GOODBYE TO AOL THAT — by Steve Nadis
It’s been more than 10 years, but today I finally cut the chord with AOL–a relationship that extends back to the early days of the Clinton era (if indeed there was a Clinton era, which may depend on what you mean by “was”). I really hadn’t been using AOL for more than a year, as I now get my email by other means, but I will miss the “content.” (That, not surprisingly, is another word I hate. Not long ago, practically everything was considered content and no one needed a special word to call attention to that fact.) I’ll miss, for example, today’s Entertainment News with headlines like “Sandra Bullock weds tattooed biker.” The article goes on to describe Bullock’s marriage to Jesse James, the founder of West Coast Choppers, who claims to be a distant relative of his even more famous namesake. “The pair arrived in a red monster truck with James driving,” the article recounts. William Shatner and Metallica lead singer James Hetfield attended the event, it continues, though I’m not sure whether the “event” in question pertains to the wedding or the red monster truck exhibition. But the point is, that’s why I’ll miss AOL. For all the trashy, shallow news I try to avoid by listening to NPR.
Well, goodbye, old friend. Please don’t let any old slob use my screen name. And as for my password, that’s going to stay our little secret, right?
Posted by in 05:27:38
Hey Snake, way to go!
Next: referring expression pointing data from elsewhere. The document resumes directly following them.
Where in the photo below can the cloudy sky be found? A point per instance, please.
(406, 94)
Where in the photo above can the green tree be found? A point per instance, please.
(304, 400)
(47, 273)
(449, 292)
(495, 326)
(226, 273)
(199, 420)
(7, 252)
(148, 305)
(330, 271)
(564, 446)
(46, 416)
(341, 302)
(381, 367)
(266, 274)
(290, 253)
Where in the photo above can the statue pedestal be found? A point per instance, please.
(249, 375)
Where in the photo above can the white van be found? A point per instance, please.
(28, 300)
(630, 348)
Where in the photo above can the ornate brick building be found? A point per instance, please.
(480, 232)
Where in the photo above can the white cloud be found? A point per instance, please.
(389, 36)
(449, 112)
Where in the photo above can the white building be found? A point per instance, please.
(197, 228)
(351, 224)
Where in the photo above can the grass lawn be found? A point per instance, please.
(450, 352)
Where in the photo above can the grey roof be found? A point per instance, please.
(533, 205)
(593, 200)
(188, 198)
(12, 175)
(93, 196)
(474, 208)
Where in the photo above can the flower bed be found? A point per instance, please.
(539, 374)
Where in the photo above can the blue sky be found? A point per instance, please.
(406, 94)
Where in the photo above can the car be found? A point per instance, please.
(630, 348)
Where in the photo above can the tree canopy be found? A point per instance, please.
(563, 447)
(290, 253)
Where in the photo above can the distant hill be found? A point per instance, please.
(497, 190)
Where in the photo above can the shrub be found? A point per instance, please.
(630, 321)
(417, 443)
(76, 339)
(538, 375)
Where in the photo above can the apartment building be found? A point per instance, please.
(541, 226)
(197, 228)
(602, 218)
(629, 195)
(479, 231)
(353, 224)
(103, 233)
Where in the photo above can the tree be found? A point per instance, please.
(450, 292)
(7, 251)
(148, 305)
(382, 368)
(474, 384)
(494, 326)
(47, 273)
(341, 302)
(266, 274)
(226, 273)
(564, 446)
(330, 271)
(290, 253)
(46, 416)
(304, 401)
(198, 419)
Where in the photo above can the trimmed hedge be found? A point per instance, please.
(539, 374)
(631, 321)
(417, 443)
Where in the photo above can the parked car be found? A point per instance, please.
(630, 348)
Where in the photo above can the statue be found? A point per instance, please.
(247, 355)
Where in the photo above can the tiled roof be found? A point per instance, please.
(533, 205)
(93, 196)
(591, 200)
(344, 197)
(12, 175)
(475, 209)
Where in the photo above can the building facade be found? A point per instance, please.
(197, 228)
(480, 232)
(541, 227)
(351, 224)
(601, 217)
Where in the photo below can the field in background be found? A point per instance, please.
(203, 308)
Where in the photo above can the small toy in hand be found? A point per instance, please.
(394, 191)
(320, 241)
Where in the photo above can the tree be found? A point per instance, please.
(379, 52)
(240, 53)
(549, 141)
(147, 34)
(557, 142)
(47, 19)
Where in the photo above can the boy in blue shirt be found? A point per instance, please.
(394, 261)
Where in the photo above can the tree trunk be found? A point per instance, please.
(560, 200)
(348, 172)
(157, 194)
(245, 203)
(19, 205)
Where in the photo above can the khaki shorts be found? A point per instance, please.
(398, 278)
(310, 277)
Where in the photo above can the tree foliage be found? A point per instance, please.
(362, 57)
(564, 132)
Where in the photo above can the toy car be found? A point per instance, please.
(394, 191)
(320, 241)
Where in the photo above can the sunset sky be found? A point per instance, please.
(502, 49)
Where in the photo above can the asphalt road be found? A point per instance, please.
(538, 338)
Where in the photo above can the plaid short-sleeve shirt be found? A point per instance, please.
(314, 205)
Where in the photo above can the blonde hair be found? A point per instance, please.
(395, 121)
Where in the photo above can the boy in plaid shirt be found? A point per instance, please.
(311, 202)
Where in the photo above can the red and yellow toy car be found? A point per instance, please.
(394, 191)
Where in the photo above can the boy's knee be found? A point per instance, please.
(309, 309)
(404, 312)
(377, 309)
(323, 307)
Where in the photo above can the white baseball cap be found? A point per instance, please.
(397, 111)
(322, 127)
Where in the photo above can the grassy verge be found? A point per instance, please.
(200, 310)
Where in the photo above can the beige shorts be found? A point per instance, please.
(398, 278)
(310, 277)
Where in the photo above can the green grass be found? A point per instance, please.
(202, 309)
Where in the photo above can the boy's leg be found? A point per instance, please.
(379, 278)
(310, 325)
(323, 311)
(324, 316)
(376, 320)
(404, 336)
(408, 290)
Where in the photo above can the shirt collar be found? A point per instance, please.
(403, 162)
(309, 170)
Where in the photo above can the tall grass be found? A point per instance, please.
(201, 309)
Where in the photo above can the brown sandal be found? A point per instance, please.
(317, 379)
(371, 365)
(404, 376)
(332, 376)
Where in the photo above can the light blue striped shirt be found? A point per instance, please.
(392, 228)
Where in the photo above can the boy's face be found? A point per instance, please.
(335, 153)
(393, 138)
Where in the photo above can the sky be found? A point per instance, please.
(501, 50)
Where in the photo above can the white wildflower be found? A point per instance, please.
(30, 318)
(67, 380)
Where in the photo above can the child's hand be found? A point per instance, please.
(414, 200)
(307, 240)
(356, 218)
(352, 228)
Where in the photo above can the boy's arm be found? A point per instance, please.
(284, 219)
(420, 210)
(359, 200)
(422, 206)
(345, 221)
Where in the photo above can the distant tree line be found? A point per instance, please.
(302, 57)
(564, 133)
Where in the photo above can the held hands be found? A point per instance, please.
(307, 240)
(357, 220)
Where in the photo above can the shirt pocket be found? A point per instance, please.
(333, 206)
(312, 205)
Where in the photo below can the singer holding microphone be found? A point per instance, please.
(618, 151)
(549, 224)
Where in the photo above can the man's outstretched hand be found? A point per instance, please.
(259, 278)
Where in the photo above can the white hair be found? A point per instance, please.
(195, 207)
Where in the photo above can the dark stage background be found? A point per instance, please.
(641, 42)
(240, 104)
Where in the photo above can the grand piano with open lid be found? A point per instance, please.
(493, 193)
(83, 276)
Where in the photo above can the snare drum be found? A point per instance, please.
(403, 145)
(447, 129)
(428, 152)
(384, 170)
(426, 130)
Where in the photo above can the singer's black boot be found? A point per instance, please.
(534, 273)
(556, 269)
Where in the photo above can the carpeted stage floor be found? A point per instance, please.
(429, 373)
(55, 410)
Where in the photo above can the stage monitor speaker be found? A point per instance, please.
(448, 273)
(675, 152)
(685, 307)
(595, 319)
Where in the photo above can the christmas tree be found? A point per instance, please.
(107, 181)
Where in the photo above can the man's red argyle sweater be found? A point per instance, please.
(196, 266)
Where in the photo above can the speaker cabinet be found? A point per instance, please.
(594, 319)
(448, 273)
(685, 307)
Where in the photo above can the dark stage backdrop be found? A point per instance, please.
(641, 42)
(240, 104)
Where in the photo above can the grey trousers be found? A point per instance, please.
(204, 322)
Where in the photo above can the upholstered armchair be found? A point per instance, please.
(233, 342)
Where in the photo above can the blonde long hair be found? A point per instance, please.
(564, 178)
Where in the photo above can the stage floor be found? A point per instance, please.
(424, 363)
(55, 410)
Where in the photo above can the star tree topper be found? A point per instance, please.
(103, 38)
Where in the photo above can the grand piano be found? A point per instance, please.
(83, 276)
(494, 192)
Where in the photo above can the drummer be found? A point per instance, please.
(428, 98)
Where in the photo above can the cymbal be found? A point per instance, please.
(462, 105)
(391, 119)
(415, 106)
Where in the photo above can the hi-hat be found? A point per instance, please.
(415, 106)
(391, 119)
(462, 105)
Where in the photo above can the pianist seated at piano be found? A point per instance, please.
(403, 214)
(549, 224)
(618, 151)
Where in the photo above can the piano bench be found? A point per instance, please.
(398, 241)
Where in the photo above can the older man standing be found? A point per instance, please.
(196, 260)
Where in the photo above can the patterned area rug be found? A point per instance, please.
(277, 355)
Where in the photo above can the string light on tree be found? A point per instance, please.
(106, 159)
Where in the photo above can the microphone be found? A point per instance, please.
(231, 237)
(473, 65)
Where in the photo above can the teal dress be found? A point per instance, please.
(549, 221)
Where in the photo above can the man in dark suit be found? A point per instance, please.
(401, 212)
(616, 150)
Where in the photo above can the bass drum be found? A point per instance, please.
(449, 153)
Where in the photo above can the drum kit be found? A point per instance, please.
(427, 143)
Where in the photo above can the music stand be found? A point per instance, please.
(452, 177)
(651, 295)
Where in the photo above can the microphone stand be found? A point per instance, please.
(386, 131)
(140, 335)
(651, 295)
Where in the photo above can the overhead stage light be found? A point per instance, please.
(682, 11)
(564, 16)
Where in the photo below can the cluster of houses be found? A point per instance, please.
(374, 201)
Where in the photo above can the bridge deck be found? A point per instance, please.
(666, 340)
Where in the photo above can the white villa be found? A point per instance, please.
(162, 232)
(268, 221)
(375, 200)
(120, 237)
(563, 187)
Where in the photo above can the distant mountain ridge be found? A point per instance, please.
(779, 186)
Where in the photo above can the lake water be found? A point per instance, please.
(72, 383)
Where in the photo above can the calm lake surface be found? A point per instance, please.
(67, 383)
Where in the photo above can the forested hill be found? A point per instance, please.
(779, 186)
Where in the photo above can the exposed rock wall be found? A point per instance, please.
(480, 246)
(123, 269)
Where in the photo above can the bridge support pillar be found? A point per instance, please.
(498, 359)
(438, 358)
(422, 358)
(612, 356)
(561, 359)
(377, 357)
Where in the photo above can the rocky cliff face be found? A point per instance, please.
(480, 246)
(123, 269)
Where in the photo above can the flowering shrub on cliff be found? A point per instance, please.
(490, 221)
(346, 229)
Keep up the good work! Don’t let that nammering nabob of negativity Burt get you down! You’re practically back in top form, despite a few setbacks of late, and if you play your cards right (and don’t overplay your hand, but don’t, on the other hand, play too meekly or too predictably), you just might be headed for that comeback you always dream of.
Thank you, Snake. I found that pep talk most inspiring.
Hey, I thought this space was for OTHER people to comment. What do you have going there–a one-man show?
If a man can’t speak his own mind here, in his own blog, whenever he feels like it, where can he?
Am I Snake too?
We are all Snake.
Thank you guys. That sounds like the highest form of flattery, assuming I understand what the hell you are saying. (Doubtful.)